Lo sorprendente en realidad no es la falta burocrática cuyos vericuetos soporíferos dejaron a los habitantes desinformados del torrente que venía, sino la calma con la que los xilpatlilquenses se lo tomaron cuando empezaron a caer los manguerazos. Habrían podido avisarles que ya había subido la tarifa del transporte público y se habrían preocupado lo mismo. Un día vivían entre el trabajo y las fiestas de los santos, al siguiente ya estaban tapados por litros sobre litros de agua. Casi sesenta años después, durante una transferencia rutinaria de archivos de un formato a otro nuevo (para que el nuevo programa pudiera leerlos antes de que llegara el programa más nuevo) el licenciado Fósforo Rincón se encontró el acta de todo el procedimiento. Él era un funcionario típico mexicano, y como es muy típico, tenía una que otra sorpresa escondida. ¡Qué suerte! Resultaba que además de licenciado, Fósforo era un buzo aficionado bastante capaz. ¡Qué curiosidad! ¿Estaría todavía la iglesia al centro del pueblo? ¿Se notarían las calles trazadas con sus nombres en las esquinas de los edificios? ¿Habría signos de los niños que jugaron en el parque, con bancos de peces paseándose entre los columpios oxidados, anguilas deslizándose donde alguna vez se jugó futbol y mantarrayas bajando y subiendo en torno a los subeibajas? ¡Qué ambición! Si su expedición salía bien (por supuesto que ya estaba planeando la expedición), podría salir de ahí con cualquier cantidad de tesoros y baratijas que de todos modos ya no estarían usando los xilpatlilquenses más que para hacer bulto entre las corrientes.

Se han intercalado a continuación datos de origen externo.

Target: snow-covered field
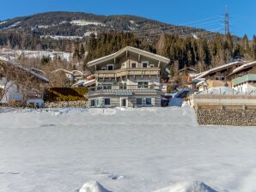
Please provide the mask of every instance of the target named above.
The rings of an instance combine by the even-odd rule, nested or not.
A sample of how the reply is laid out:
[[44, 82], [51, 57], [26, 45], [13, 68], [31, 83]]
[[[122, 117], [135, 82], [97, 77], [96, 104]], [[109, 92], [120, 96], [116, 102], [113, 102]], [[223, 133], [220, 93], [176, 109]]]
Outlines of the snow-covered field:
[[4, 57], [9, 59], [17, 59], [23, 55], [26, 58], [40, 58], [49, 57], [52, 59], [60, 57], [62, 60], [70, 62], [72, 59], [73, 54], [64, 51], [27, 51], [27, 50], [12, 50], [0, 49], [0, 57]]
[[190, 107], [0, 108], [0, 123], [1, 192], [256, 191], [256, 128], [200, 127]]

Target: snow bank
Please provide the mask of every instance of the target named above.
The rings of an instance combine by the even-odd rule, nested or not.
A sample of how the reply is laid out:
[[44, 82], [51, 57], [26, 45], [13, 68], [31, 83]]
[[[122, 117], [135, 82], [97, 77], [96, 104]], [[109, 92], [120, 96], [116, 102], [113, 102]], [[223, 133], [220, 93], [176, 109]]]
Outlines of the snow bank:
[[[15, 120], [13, 117], [15, 117]], [[4, 113], [0, 113], [2, 125], [12, 128], [36, 128], [46, 124], [65, 126], [66, 124], [82, 126], [97, 124], [115, 125], [117, 119], [120, 119], [121, 124], [126, 125], [190, 125], [197, 126], [195, 112], [190, 106], [168, 107], [168, 108], [62, 108], [62, 109], [25, 109]], [[29, 121], [24, 121], [29, 119]], [[132, 119], [132, 121], [131, 121]], [[20, 123], [22, 122], [22, 123]]]
[[102, 185], [96, 181], [85, 183], [80, 189], [79, 192], [111, 192], [107, 190]]
[[154, 192], [217, 192], [203, 182], [182, 182]]

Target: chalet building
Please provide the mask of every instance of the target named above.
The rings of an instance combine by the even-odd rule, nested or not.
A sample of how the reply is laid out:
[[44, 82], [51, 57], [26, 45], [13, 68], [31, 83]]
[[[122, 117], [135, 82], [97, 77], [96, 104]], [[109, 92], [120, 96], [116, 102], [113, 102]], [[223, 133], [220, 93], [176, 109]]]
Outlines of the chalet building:
[[22, 101], [25, 92], [26, 95], [37, 97], [49, 82], [40, 70], [0, 57], [0, 103]]
[[232, 79], [233, 87], [244, 93], [256, 92], [256, 61], [236, 68], [229, 75]]
[[161, 106], [161, 80], [167, 78], [168, 58], [127, 46], [88, 63], [95, 90], [88, 93], [89, 107]]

En tan poco tiempo que no hubo ni para sacar la cuenta, lámpara a la frente, aletas a los pies, tanque lleno con oxígeno, Fósforo estaba puesto ya para hundirse en el pueblo al fondo del lago. El clavado tronó como latigazo en la lluvia. La señora Caraspina fue la primera en ahogarse del puro susto. Le siguieron los hermanos Abadejo y luego un pastor borracho al que le decían «El Tobo». Pudo haber sido peor. Y es que cualquiera se espantaría a morir si de pronto viera deslizarse suavemente por los aires a un buzo, con todo y las burbujas enfrente de los gogles, pataleando hacia uno cuando uno no está haciendo más que estar como se ha estado toda la vida, ocupado de sus propios asuntos. Pobres: apenas se daban cuenta de que habían estado viviendo bajo el agua, terminaba con ellos la urgencia por llenarse la boca de aire. El funcionario no daba crédito a lo que había hallado, pero no empezaba todavía a entenderlo cuando, muy a tiempo, se dio cuenta el alcalde de Xilpatlilco de San Onofre, don Memo, de lo que pasaba (su nombre completo era Nicanor Amnemo de Jesús Torres Gálvez). Ya había sido más que bastante de tragedia. Don Memo invitó al licenciado a una cena en su casa, a una cuadra de la iglesia y éste, educado en lubricología de influencias por sus años de servicio al gobierno (ora de unos, ora de otros), aceptó de inmediato. Al día siguiente fueron los funerales, y se dijo que una plaga había enfermado a los ahora difuntos. Se les lloró como se debe y no se indagó más. Y ahí todavía descansan hoy los cuerpos de Caraspina, los hermanos Abadejo, el Tobo, y el nunca suficientemente ducho Fósforo Rincón.